Все скрашивалось этим сном, и хотелось спать наяву, то есть чувствовала, что спишь наяву, — и так оно и было.
В такие дни я казалась всем странной, отвечала невпопад, не очень видела всех вокруг и любила эти свои состояния. Они казались такими вдохновенными, в то время как все кругом считали меня в таком состоянии тупой. Чем глубже было состояние полусонного, полуявного блаженства, созерцания чего-то, тем смешнее было то, что ты делал, говорил в самом деле.

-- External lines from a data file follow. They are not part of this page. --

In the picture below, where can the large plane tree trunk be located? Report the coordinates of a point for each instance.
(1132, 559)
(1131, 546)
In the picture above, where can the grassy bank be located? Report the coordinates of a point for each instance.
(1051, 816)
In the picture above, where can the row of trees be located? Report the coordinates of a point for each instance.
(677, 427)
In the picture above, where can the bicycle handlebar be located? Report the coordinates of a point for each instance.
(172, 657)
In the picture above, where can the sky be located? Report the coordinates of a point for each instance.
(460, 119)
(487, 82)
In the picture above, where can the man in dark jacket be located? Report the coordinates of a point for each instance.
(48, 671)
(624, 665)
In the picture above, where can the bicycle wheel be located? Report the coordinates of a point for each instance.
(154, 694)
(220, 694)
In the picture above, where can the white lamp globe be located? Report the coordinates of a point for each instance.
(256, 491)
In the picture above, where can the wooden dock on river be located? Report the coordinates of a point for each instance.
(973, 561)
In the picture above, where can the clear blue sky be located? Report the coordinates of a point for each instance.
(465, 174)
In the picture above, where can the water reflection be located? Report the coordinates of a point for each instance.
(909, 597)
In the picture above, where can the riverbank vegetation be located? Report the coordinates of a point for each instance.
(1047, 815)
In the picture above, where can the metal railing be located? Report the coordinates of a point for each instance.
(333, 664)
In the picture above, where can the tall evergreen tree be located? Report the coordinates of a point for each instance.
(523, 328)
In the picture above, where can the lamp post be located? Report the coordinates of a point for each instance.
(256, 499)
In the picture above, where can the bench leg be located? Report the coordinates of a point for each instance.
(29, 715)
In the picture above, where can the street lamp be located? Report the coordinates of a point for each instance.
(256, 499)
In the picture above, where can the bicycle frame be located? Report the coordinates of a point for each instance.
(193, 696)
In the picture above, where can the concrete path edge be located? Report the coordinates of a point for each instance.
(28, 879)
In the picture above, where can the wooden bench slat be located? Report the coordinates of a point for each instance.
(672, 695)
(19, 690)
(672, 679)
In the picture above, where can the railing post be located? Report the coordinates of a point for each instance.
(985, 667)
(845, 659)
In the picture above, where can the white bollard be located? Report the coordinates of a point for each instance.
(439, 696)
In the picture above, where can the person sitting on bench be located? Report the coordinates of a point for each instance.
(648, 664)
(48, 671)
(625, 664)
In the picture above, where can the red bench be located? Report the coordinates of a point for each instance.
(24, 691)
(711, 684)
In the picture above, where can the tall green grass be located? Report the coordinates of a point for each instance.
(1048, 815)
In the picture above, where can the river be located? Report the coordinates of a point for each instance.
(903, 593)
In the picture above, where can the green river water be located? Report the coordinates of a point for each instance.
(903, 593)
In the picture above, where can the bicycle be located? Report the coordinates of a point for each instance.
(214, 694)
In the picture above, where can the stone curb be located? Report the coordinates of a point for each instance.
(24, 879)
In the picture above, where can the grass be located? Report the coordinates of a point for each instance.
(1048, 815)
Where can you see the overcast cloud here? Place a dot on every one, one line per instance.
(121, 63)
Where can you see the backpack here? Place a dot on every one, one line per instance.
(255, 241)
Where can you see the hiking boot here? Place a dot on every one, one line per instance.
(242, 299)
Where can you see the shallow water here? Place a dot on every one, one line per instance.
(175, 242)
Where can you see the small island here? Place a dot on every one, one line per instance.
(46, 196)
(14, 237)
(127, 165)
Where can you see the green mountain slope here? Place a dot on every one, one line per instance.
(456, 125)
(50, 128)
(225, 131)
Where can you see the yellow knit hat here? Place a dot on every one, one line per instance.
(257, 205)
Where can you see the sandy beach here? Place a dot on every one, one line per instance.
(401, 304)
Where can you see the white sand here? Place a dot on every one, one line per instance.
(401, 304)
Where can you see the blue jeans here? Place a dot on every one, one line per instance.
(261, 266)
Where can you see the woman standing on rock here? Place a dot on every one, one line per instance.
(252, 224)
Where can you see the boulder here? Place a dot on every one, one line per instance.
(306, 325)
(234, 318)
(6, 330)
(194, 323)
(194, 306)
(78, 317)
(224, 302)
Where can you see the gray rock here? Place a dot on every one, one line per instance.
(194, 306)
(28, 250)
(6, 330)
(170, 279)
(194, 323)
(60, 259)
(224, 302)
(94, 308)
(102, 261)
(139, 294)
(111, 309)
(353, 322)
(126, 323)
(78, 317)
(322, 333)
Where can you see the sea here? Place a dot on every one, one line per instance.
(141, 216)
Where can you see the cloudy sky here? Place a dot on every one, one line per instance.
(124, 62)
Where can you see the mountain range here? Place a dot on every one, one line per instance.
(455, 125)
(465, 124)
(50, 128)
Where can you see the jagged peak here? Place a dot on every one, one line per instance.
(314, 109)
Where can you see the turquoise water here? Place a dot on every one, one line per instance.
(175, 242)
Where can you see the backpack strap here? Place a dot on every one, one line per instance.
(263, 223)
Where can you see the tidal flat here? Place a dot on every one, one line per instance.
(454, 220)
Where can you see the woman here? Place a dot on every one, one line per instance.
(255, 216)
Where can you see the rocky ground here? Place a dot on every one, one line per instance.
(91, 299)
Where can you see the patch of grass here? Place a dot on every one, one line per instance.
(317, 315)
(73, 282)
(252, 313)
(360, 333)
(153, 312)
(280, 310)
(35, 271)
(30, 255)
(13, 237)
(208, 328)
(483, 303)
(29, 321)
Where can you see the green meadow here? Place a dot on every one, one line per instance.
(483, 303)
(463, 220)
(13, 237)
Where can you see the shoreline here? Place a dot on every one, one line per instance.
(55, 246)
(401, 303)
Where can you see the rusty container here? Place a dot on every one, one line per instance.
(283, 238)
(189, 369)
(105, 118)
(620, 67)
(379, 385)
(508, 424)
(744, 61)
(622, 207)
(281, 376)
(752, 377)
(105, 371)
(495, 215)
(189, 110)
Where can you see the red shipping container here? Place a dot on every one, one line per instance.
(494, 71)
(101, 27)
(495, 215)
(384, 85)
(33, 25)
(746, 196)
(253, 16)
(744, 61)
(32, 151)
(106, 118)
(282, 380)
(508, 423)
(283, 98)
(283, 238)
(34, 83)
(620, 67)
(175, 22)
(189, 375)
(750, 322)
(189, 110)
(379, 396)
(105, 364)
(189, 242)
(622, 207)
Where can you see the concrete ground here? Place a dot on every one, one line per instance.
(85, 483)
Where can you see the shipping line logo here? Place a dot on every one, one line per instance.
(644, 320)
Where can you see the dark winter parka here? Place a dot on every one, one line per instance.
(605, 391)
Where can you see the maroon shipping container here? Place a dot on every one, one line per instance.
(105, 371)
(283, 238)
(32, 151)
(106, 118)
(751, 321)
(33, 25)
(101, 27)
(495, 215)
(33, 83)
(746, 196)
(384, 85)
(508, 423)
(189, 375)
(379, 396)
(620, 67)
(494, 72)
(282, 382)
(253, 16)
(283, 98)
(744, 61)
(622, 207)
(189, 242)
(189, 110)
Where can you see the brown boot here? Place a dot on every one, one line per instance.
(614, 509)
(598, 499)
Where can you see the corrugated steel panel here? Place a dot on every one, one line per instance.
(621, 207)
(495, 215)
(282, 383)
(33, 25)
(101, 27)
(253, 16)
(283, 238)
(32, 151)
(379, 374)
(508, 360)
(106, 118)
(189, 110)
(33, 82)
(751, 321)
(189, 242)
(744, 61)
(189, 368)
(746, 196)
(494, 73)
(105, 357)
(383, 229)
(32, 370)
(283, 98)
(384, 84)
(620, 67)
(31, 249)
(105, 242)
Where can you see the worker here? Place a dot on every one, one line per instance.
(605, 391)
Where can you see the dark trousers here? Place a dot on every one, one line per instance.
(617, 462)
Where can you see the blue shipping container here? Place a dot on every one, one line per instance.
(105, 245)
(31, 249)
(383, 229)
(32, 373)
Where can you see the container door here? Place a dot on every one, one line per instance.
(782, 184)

Во время войны я работала в поликлинике, училась, была во всяких кружках — и уставала страшно. Тогда именно были сны такими глубокими и радостными. Тогда часто спала наяву, особенно когда ложилась спать поздно и вставала рано. Шла в поликлинику и прилаживалась к собственной походке — спала и шла. Получалось это плохо, но все-таки голова отключалась совсем. Мешал только холод. Все думала тогда — как люди замерзают, они же должны совсем отключиться, а отключиться на морозе так трудно, все время меня будил мороз, пока я шла.
Но вот я приходила на работу, тепло окутывало меня, и тут я засыпала совсем легко. Я быстро погружалась в глубокий сон с открытыми глазами.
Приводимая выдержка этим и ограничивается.